Officer Chuck Lipscomb’s nose wrinkles as he’s hit with the smells of fresh hay and horse manure. Such barnyard aromas aren’t common in the city of Cleveland, but they permeate each day here at the Cleveland Police Mounted Unit stables.
Lipscomb, a motorcycle officer, has been working at the stables part time for the past few years. He introduces me to his usual horse: Jim, a beautiful, brown draft horse. “Jim is really kind of quiet and more laid-back,” Lipscomb says. “I’ve had him at several events, and on the streets, he’s really easy to introduce to people.”
A loud clang comes from a bolder personality: George, a black-and-white horse, banging his hoof against the door of his stall, signaling that he’s ready to run outside. Max, the “foodie” of the bunch, chows down on hay; well-mannered Larry watches quietly; and Breeze, who is soon to be retired due to an injury, relaxes in the back of her stall.
Located on East 38th Street, just south of the Shoreway, the 75-year-old stables became a topic of local political intrigue earlier this year, when Mayor Justin Bibb’s administration considered spending $13 million rebuilding them. The current building will need to be torn down as part of the Dead Man’s Curve improvement project, so if the Mounted Unit continues to exist, the horses will need a new home.
“If we got a new facility, we could have an indoor arena where we could have Christmas or Halloween parties for kids,” says Commander Gordon Holmes, who oversees the motorcycle and mounted units. “We want it to be a place where you can bring your kids or your grandkids.”
The $13 million price tag was eye-popping, especially since the mounted unit only has six horses. The Bibb administration has put the project on hold and is reviewing its options, a spokesperson says. Each year, the city pays for the horses’ veterinary care, food, training and farrier services. The city spokesperson could not provide the total amount of those costs. A foundation called The Cleveland Mounted Police Charitable Trust covers other expenses, including purchasing new horses for the unit.
Yet, the very necessity of a mounted police unit in 2023 is questionable. Far gone are the days of officers needing to chase down suspects on horseback. In recent years, the department has deployed its mounted unit mostly for maintaining a noticeable presence at parades, sporting events, public festivities and protests — about 200 events per year, Holmes says.

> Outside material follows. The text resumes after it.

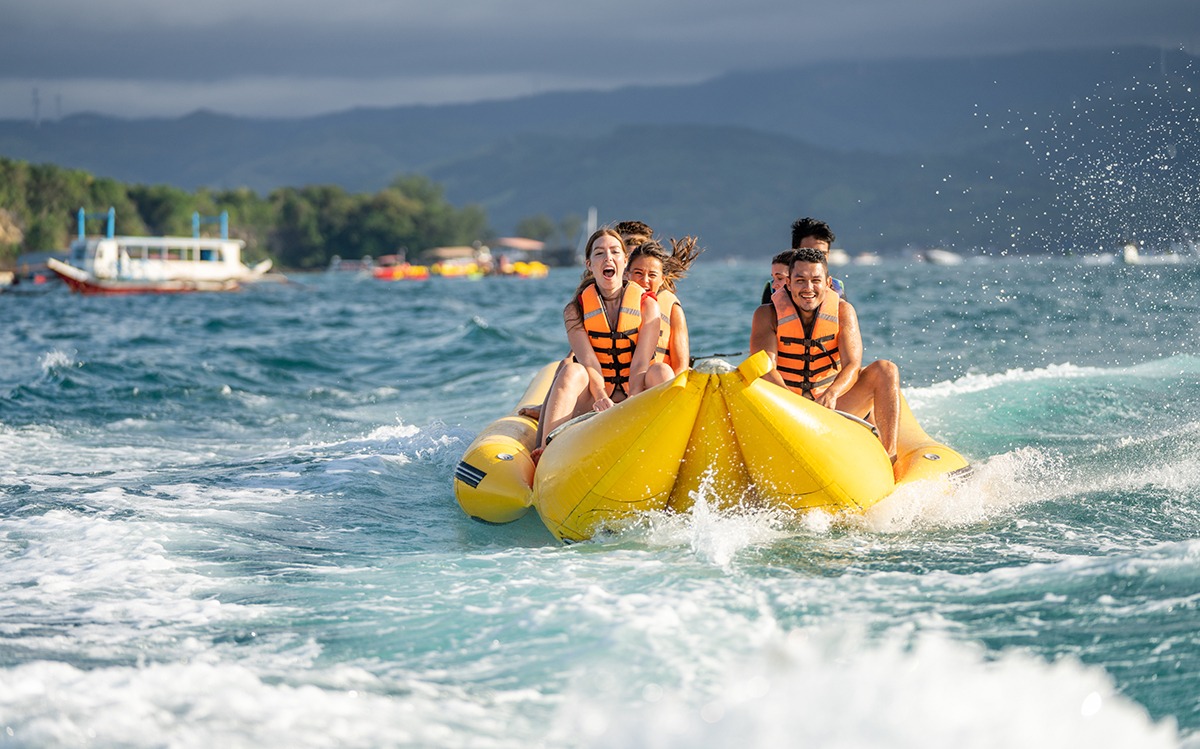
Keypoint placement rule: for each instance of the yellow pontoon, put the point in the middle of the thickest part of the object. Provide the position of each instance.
(745, 439)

“In a riotous situation, there’s nothing better than [horses] to clear things out,” Holmes says. “From a community relations standpoint, what price do you put on it? What price do you put on a little kid coming up with his mom who doesn’t trust the police? I think the benefits far outweigh the costs.”
Some residents who are rethinking public safety have raised concerns about whether funding the mounted unit is the best use of taxpayer dollars. After all, the unit has existed for more than a hundred years, and despite that, the city has struggled with police brutality, a federal consent decree and a culture of distrust of the police.

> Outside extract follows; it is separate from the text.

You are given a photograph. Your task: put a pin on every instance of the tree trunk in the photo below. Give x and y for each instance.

“Community policing is often trotted out — no pun intended — as a way to smooth the relations between this violent institution and the communities in which they exist,” says C Stonebraker-Martinez, co-executive director of the InterReligious Task Force on Central America and Colombia.
It’s ironic, Stonebraker-Martinez says, how the proposed $13 million price tag for the stables was almost exactly what People’s Budget CLE requested for one year’s worth of participatory budgeting. “And some people are very concerned about where that money is going to come from,” they say, “but if you really look under the covers, you can see millions of dollars are wasted on various things that our community never asked for or doesn’t need, like a mounted police unit.”

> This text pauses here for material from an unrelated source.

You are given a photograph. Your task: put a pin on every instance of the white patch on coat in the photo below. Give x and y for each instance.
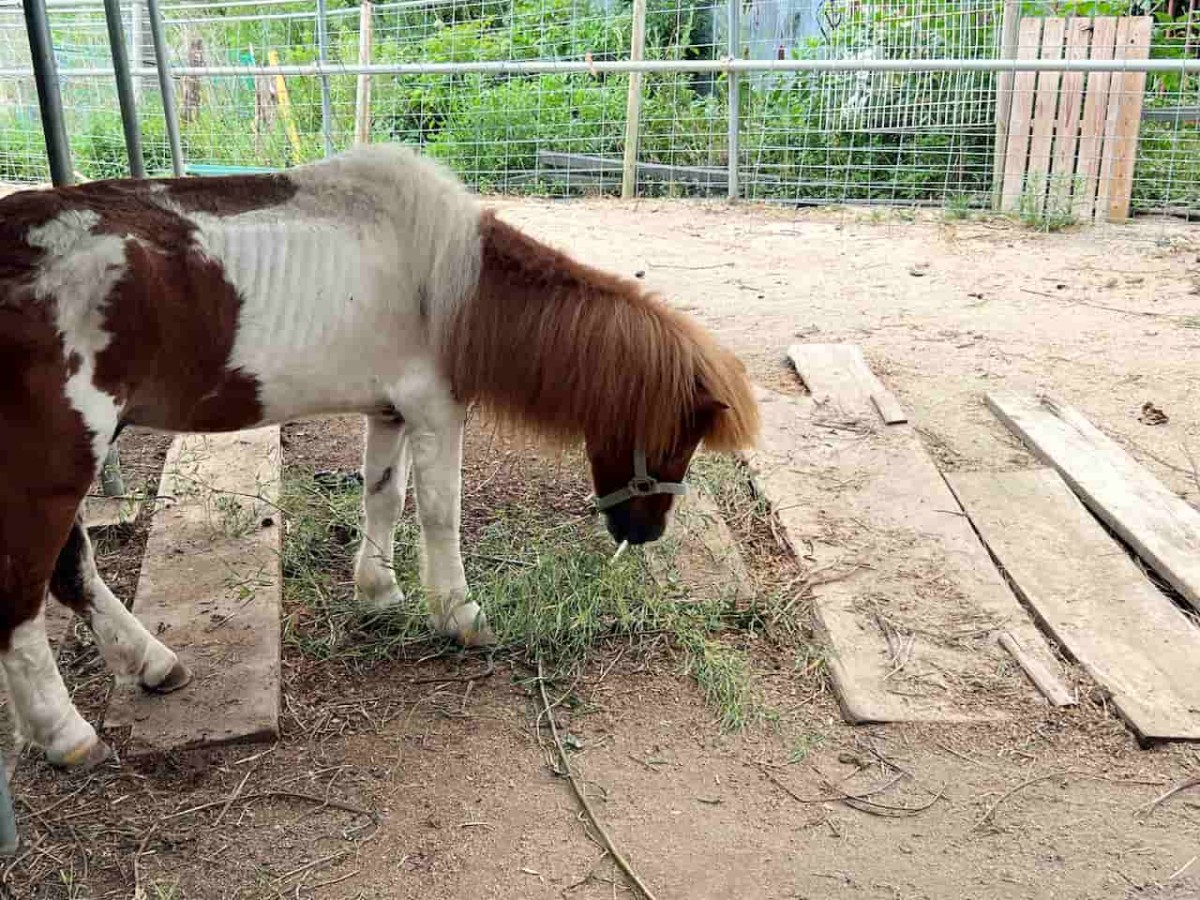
(77, 275)
(130, 651)
(42, 708)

Josiah Quarles, director of organizing with the Northeast Ohio Coalition for the Homeless, questioned the ethics of the new stables amounting to about $2 million per horse, “when we don’t have adequate housing for human beings in our city.”
Putting public dollars toward housing, education and health care, he says, is more impactful for public safety than “throwing money at antiquated ideas like mounted police.”
Stonebraker-Martinez says they would like to see the horses moved to a farm, “where they can have a beautiful life,” rather than locked up in a corner of the city.
Amy Stewart, co-founder of Cleveland Animal Save, also takes issue with the use of horses for police work, pointing to how horses are naturally prey animals that can be easily scared and traumatized by loud noises or changes in their environment.
“We’re forcing these animals into the literal line of fire, and they can get injured or even killed in the line of duty,” Stewart says. “Human police officers know what they’re signing up for, but these horses didn’t sign up for any of this. They didn’t have a choice, they didn’t get a say, and we’re just making them and putting them in these really dangerous situations against their will.”
Back at the stables, Holmes and Lipscomb introduce me to the newest horse, named Leonard — at least, for now, as they consider calling him “Cavalier,” or holding a public naming contest on social media. Leonard still has his long mane — the horses in the unit have their manes routinely “roached” or shaved — and lives in a stall secluded from the other horses. He is quarantining and will be slowly introduced to see if he fits into the herd; not every horse is right for the unit, the trainer says.
Leonard’s future remains in limbo, between this stable, a new facility or green pastures — just as the future of Cleveland’s mounted police stables hangs in the balance.